А между этими фанфарами, освященными веками, – восхваления и прощания – мы в изобилии услышим, как звучат чары истории. Королевский выход: соло трубы. Послеполуденный отдых фавна: дудочка, рядящаяся под флейту Пана. Музыкальное оформление может включать какофонию глокеншпиля и ситара или безумную тарантеллу на пикколо. В нем могут звучать щелчки бамбуковых палок и глиссандо на арфе, обозначающие превращения, советы, откровения. Литавры – война. Грохот алюминиевых листов – иеремиада или буря. Виолончель – стенанья.

Все остальное обозначают деревянные духовые: гобой – утку, кларнет – кошку, как нам помнится. И неизменно die Zauberflöte [1]– звуки волшебства. Флейта – механический соловей; флейта – ветер сменился; флейта – загадка, рифма и мораль.

Какая еще мораль? Зачем это все? Мораль, о которой мы можем спорить еще долго, когда пойдем домой, – столетиями можем спорить, – иногда куплет, присобаченный к концу, как «аминь» к госпелу, а иногда тайна, свернутая, произвольная и зашифрованная в слогах пьесы, – слогах того, что сказано и осталось невысказанным. Полезно помнить, что предполагал Эрик Кристиан Хагард, переводчик сказок Ханса Кристиана Андерсена с датского: «Сказка – удел бедняков. Я не знаю ни одной сказки, которая бы возвеличивала тирана или становилась на сторону сильного против слабого. Фашистская волшебная сказка – нелепость».
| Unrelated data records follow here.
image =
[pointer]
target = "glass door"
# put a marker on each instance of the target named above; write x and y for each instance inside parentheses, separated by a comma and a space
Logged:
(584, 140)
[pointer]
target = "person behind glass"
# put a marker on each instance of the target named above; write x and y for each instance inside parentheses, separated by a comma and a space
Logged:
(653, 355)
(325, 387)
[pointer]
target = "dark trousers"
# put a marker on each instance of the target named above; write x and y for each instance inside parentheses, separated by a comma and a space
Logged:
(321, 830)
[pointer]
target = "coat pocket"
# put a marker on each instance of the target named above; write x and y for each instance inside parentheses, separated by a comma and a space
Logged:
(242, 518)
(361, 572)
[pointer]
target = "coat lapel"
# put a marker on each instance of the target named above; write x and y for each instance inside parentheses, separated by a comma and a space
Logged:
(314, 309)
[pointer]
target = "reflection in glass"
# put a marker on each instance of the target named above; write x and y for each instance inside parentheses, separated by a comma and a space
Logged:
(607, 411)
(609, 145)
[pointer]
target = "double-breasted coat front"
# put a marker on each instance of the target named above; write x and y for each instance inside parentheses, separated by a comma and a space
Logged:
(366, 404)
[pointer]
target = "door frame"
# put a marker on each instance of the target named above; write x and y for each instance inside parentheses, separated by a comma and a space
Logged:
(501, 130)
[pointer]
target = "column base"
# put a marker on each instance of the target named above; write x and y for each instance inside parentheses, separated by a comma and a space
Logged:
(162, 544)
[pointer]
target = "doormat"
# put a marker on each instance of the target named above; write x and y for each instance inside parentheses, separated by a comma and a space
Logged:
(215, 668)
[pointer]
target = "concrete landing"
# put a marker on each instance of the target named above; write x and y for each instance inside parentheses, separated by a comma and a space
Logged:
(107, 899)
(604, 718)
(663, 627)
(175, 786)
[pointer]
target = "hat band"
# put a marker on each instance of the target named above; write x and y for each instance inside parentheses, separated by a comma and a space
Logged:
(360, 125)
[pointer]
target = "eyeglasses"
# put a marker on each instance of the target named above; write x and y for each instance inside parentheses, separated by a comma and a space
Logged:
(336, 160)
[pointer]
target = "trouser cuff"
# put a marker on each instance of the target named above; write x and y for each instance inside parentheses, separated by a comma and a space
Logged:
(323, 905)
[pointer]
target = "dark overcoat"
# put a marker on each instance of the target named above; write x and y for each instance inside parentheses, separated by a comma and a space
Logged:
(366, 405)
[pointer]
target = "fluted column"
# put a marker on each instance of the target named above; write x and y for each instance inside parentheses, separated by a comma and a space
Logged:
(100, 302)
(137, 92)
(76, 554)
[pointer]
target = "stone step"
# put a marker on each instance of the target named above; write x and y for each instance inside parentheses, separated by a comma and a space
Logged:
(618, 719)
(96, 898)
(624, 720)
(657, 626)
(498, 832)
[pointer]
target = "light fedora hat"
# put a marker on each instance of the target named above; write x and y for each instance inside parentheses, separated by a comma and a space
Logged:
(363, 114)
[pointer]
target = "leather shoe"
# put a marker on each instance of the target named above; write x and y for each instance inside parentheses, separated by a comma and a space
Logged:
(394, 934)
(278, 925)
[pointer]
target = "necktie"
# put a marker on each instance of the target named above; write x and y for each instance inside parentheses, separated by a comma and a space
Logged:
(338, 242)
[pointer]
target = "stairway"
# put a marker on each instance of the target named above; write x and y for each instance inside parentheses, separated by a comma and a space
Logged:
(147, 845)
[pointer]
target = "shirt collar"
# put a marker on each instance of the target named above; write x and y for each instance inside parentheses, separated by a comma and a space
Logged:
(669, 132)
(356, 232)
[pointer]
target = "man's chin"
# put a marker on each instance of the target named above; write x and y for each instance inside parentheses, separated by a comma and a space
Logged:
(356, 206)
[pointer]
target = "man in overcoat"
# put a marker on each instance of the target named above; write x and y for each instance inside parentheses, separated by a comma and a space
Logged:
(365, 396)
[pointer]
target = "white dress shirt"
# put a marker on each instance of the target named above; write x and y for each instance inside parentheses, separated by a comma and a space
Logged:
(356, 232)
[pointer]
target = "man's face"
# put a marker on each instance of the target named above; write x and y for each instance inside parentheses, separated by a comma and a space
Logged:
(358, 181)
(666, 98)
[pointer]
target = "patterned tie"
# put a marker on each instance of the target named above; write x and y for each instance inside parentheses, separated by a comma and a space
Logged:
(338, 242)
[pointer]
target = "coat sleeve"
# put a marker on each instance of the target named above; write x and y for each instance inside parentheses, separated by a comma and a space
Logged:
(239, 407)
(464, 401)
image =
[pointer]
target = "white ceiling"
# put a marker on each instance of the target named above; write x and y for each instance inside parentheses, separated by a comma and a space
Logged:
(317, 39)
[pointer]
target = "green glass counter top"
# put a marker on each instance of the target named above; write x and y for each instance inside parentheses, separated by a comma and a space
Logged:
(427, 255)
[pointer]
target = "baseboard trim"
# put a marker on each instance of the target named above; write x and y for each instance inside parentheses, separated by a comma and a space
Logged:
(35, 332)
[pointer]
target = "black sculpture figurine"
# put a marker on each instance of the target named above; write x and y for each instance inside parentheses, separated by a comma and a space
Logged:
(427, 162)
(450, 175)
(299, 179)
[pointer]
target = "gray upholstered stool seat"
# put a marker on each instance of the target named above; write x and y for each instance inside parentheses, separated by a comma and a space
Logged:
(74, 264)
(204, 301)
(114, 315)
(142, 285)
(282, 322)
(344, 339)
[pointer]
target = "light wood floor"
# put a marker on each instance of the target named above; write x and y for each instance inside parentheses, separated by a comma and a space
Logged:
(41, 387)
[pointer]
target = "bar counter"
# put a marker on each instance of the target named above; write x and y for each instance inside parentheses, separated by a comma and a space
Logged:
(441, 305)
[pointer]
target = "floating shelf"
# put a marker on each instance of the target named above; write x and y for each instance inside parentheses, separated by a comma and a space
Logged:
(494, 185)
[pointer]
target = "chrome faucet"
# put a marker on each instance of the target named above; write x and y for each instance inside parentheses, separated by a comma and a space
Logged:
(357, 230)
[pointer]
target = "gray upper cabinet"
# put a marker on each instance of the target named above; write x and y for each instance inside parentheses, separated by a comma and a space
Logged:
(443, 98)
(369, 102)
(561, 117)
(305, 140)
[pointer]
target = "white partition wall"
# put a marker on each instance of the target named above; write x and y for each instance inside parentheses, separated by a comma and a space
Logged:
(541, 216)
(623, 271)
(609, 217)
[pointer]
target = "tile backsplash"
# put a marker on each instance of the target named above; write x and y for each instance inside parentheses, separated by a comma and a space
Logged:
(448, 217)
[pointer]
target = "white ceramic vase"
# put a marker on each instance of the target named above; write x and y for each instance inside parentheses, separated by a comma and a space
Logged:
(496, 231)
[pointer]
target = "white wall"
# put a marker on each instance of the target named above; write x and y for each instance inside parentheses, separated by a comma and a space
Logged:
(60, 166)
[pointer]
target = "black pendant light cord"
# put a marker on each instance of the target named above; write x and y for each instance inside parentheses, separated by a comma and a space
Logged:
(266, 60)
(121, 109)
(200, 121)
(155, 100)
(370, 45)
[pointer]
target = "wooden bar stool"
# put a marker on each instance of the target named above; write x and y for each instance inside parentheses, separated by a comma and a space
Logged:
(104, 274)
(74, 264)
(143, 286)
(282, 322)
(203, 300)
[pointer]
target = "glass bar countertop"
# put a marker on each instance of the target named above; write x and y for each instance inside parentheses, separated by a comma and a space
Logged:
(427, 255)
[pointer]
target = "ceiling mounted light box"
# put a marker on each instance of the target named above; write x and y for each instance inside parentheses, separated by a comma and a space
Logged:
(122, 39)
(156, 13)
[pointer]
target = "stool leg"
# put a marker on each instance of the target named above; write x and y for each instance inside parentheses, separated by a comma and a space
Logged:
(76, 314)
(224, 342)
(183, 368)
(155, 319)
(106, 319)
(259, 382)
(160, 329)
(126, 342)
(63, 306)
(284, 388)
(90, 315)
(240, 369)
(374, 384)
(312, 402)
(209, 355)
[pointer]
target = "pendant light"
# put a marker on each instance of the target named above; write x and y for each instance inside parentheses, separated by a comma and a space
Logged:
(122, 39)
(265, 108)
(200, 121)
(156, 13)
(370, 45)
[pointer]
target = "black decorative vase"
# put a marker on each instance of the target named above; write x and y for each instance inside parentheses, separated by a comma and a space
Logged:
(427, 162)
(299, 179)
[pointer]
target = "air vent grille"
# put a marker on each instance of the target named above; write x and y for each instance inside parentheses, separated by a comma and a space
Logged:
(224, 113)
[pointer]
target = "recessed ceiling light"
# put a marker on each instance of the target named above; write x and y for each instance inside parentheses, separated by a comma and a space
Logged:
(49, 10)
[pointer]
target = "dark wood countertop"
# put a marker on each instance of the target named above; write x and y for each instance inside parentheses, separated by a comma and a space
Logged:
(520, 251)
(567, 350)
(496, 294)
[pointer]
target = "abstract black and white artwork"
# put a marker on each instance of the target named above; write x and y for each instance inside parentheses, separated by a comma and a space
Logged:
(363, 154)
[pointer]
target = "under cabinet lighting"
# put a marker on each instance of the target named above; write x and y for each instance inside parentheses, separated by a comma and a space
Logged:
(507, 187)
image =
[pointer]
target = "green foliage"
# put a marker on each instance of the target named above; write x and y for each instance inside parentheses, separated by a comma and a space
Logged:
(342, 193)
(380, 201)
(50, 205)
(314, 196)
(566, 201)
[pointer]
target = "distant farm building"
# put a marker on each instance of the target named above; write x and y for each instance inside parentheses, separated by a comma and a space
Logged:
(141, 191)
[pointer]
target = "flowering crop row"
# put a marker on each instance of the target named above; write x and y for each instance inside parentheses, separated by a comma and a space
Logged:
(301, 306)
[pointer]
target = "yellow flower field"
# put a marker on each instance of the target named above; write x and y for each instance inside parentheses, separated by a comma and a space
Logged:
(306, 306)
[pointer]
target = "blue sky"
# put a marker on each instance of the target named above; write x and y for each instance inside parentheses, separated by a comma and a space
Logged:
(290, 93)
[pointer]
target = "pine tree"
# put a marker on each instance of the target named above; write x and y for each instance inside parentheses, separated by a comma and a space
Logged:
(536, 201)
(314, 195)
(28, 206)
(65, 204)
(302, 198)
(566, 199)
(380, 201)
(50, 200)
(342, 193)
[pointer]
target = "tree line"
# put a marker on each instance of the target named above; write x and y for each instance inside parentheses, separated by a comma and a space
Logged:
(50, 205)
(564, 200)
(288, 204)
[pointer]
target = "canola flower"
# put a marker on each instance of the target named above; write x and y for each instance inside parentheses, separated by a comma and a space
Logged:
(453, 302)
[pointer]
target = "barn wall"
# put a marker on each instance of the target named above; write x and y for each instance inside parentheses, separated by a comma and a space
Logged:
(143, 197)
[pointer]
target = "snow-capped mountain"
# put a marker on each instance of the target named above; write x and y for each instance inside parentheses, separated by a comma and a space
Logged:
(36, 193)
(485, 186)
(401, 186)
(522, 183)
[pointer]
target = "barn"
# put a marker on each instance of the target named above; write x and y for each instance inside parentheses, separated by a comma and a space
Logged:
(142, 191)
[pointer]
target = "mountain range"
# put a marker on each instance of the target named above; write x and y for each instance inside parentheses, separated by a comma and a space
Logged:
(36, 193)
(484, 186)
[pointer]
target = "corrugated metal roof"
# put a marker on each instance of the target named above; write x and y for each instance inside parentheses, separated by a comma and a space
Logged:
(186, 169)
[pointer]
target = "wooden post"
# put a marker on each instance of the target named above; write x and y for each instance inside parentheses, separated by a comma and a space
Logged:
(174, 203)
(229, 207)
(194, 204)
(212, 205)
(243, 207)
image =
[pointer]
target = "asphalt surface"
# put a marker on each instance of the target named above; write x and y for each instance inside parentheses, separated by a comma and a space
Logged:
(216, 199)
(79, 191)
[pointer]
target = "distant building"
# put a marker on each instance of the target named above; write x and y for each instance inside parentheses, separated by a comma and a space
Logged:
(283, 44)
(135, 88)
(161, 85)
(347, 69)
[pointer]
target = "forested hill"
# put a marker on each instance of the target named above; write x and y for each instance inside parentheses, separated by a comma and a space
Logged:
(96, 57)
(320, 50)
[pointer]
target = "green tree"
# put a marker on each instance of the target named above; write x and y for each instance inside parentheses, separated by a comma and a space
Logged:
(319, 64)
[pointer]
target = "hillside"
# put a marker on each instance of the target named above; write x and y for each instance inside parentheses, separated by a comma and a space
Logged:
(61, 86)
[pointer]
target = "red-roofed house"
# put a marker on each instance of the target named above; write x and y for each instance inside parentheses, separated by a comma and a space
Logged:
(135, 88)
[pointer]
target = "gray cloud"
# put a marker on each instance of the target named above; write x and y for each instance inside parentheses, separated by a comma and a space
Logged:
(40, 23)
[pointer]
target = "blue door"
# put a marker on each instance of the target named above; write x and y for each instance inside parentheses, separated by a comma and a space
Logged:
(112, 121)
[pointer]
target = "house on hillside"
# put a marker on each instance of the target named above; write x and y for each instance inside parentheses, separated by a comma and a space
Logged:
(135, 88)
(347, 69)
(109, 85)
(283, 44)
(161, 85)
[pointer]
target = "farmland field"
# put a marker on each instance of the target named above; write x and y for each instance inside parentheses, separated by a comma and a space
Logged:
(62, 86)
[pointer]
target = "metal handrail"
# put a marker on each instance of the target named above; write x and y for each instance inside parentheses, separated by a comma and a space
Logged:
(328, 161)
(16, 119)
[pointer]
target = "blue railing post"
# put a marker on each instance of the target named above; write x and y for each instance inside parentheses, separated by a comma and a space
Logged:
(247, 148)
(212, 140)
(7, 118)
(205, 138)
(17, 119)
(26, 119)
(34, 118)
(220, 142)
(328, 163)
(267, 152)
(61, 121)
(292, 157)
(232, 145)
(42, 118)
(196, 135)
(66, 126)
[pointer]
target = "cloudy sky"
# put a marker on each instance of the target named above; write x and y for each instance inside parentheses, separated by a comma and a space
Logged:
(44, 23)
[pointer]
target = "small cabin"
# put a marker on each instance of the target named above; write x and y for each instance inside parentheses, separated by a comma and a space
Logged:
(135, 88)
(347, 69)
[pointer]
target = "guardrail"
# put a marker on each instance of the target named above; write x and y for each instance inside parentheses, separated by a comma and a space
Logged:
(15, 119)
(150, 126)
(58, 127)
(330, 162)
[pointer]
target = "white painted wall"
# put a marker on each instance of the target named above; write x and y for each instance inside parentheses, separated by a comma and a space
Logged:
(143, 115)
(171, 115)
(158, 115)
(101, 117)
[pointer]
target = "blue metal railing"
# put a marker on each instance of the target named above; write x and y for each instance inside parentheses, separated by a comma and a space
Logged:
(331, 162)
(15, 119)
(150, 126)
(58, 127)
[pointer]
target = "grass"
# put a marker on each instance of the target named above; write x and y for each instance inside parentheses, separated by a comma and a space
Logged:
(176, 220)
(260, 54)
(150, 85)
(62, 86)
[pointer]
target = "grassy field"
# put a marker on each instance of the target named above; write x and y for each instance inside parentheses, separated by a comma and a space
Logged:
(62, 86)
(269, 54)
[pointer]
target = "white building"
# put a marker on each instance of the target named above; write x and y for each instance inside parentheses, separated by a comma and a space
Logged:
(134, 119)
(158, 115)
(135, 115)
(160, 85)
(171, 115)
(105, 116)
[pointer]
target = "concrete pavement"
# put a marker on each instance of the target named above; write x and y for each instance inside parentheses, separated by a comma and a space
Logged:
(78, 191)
Нам придется поверить ему на слово, пока мы сами не переживем того, что последует дальше, поэтому – тш‑ш, пальто засуньте под сиденья. Волшебство настраивается. Почти пора.

Но что за пора‑то? В какие поры происходит эта сказка? Программа наша хитра и об этом умалчивает. Джейн Лэнгдон, автор эфемерных и повседневных фантазий для детей, считает, что время действия сказки – где‑то между падением Константинополя и изобретением двигателя внутреннего сгорания. Вполне точный период – или, я хотел сказать, вполне смутный; но сама сказка у нас – пройдоха, она не преминет соврать. Она – анахронизм с лихвой. Всегда и везде вылезает наружу, открыто или под личиной, чистокровная или помесь, но – цветущая, как сам грех.

Да и впрямь – это я уже болбочу шепотом, ибо свет в зале гаснет, – время действия той сказки, что почти уже с нами, вероятно, есть ее величайшая загадка. Все остальное в ней может быть сомнительно или несущественно, но точно и важно одно: вся деятельность феерии произрастает из ее способности к таинственной непоследовательности. Ей равно уютно – и когда она важно выступает древним мифом, и когда рядится в липовый средневековый шансон прерафаэлитов, и когда проказит, как бессмысленный детский стишок. Феерию мы узнаем издревле и в далекой‑далекой галактике. Феерию мы зрим бодрой и здоровой на острове Ариэля, Калибана и мага Просперо. Мы признаем феерию, даже когда она становится вирусной, – такое мы встречаем в голливудской злободневной Золушке, растиражированной в данный момент сегодняшними блогами и таблоидами. Но уберите мобильник и перестаньте ее гуглить. Мы здесь присутствуем при таинстве поглубже – Голливуду с таким не справиться.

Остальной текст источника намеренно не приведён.